New Study Shows Unsafe Levels of Radiation In Crops Near Chernobyl Nuclear Site

A new study published December 17, 2020 in the Environmental International Journal reported  researchers from Greenpeace Research Labs have found ongoing contamination in wheat, rye, oats, and barley grown in an area 31 miles south of the nuclear plant.  The radioactivity – strontium 90 and cesium 137- were above safe consumption levels. The strontium 90 was above safe levels in 48% of the samples. The half-life of strontium 90 is 29 years and the half-life of cesium 137 is 30 years. Both are byproducts of nuclear fission and are dangerous. Strontium 90 is a “bone seeker” in the human body and will be attracted and deposited into bone.
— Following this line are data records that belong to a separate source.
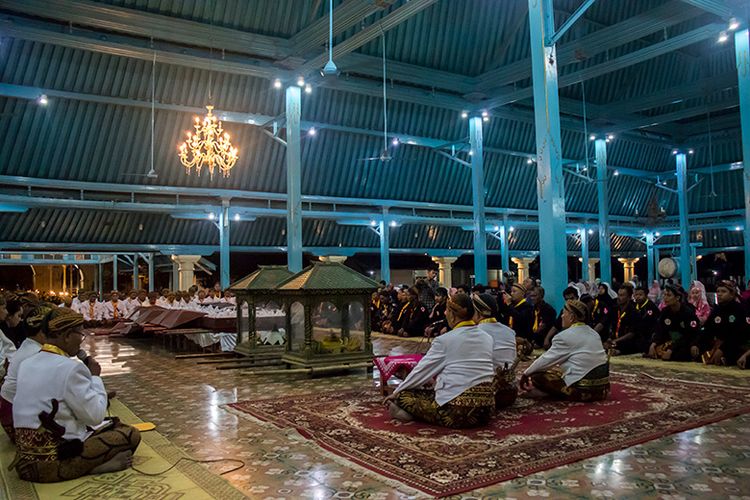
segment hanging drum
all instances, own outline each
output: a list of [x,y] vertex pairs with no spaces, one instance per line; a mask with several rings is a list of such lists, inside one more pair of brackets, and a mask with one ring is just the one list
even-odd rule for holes
[[672,257],[666,257],[659,261],[659,276],[662,278],[672,278],[676,276],[679,269],[680,266]]

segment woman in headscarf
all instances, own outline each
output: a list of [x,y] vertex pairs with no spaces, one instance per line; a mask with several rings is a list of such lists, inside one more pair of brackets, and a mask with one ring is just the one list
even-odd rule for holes
[[[485,425],[495,411],[492,338],[473,321],[467,294],[448,299],[451,331],[436,337],[409,376],[385,398],[393,418],[451,428]],[[434,389],[423,386],[435,380]]]
[[706,324],[708,316],[711,314],[711,306],[706,298],[706,287],[700,281],[693,281],[688,291],[688,303],[695,308],[695,315],[698,317],[701,326]]
[[711,311],[700,340],[691,349],[707,365],[734,365],[750,349],[750,315],[737,300],[737,286],[729,280],[716,285],[718,303]]
[[13,398],[18,476],[52,483],[126,469],[141,436],[105,418],[108,399],[99,363],[73,357],[83,341],[83,316],[55,308],[42,325],[45,343],[21,363]]
[[[609,361],[599,334],[586,325],[588,310],[579,300],[563,307],[563,330],[552,347],[521,376],[521,389],[532,386],[568,401],[599,401],[609,395]],[[559,368],[558,368],[559,367]]]
[[495,409],[513,404],[516,385],[516,334],[497,321],[497,301],[489,293],[473,293],[474,321],[477,328],[492,337],[492,361],[495,367]]
[[679,285],[664,287],[664,309],[659,314],[647,357],[664,361],[691,360],[691,347],[697,340],[700,323],[692,306],[687,304],[686,295]]
[[615,299],[617,298],[617,292],[612,290],[609,283],[604,281],[599,283],[597,291],[598,295],[594,299],[594,311],[591,314],[592,324],[602,342],[605,342],[611,333],[610,330],[616,314]]

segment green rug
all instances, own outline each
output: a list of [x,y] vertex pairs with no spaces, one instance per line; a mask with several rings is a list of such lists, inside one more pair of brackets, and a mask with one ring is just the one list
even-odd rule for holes
[[[113,400],[110,413],[127,424],[141,422],[124,404]],[[1,433],[0,433],[1,434]],[[200,464],[181,461],[170,471],[146,476],[132,469],[109,474],[84,476],[61,483],[37,484],[22,481],[8,465],[15,457],[15,447],[0,436],[0,477],[5,498],[26,499],[242,499],[246,498],[222,477]],[[133,465],[147,473],[158,473],[187,457],[179,448],[156,431],[141,433],[141,444],[133,456]]]

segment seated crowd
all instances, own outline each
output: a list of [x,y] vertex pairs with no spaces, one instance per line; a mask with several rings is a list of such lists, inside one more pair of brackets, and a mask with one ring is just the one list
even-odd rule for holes
[[391,416],[456,428],[483,425],[513,403],[516,364],[534,349],[545,352],[523,372],[521,390],[571,401],[607,398],[610,356],[741,369],[750,356],[747,297],[733,281],[717,283],[713,307],[697,281],[689,292],[670,282],[658,293],[629,282],[616,290],[608,283],[571,283],[559,314],[544,297],[532,280],[494,294],[481,285],[448,291],[429,276],[411,287],[383,286],[372,297],[373,330],[434,338],[386,398]]

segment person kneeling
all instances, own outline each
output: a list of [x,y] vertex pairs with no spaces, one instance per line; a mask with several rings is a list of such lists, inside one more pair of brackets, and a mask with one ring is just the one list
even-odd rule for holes
[[[562,332],[550,349],[521,376],[521,388],[532,385],[547,395],[568,401],[599,401],[609,395],[609,361],[601,337],[586,325],[586,305],[578,300],[565,304]],[[559,365],[560,370],[555,369]],[[561,373],[562,372],[562,373]]]
[[[385,398],[397,420],[421,420],[454,429],[485,425],[495,410],[492,337],[472,318],[468,295],[448,299],[445,316],[452,328],[436,337],[430,350],[396,390]],[[435,379],[435,388],[422,386]]]
[[83,316],[55,309],[46,322],[45,344],[21,364],[13,399],[18,476],[52,483],[126,469],[141,436],[105,420],[101,367],[72,357],[81,349]]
The area that was tested is outside Chernobyl’s “exclusion zone” a 30 mile radius around the plant that was evacuated in 1986. The Chernobyl event happened on April 26, 1986. The Ukrainian government suspended its radioactive monitoring program of the area in 2013.

The researchers also found that wood samples taken from this area between 2015 and 2019 had strontium 90 levels above the safe limit for firewood. The researchers believe the strontium 90 lingering in the wood may be responsible for the continuing contamination of the grain crop. The analysis of the wood ash after burning the wood in a domestic wood-burning stove showed it was 25 times higher than the safe limit.  The local people living in this area use the ash from their wood burning stoves along with ash gathered from the local thermal power plant to fertilize their crops.

Computer simulations show that it would be possible to reduce the radiation to a “safe” level if the Ukrainian government would reinstate monitoring and design a program to eliminate the recycling of radioactive ash into the soil. Researchers also want the Ukrainian government to investigate the use of the ash from the local thermal power plant on the soil.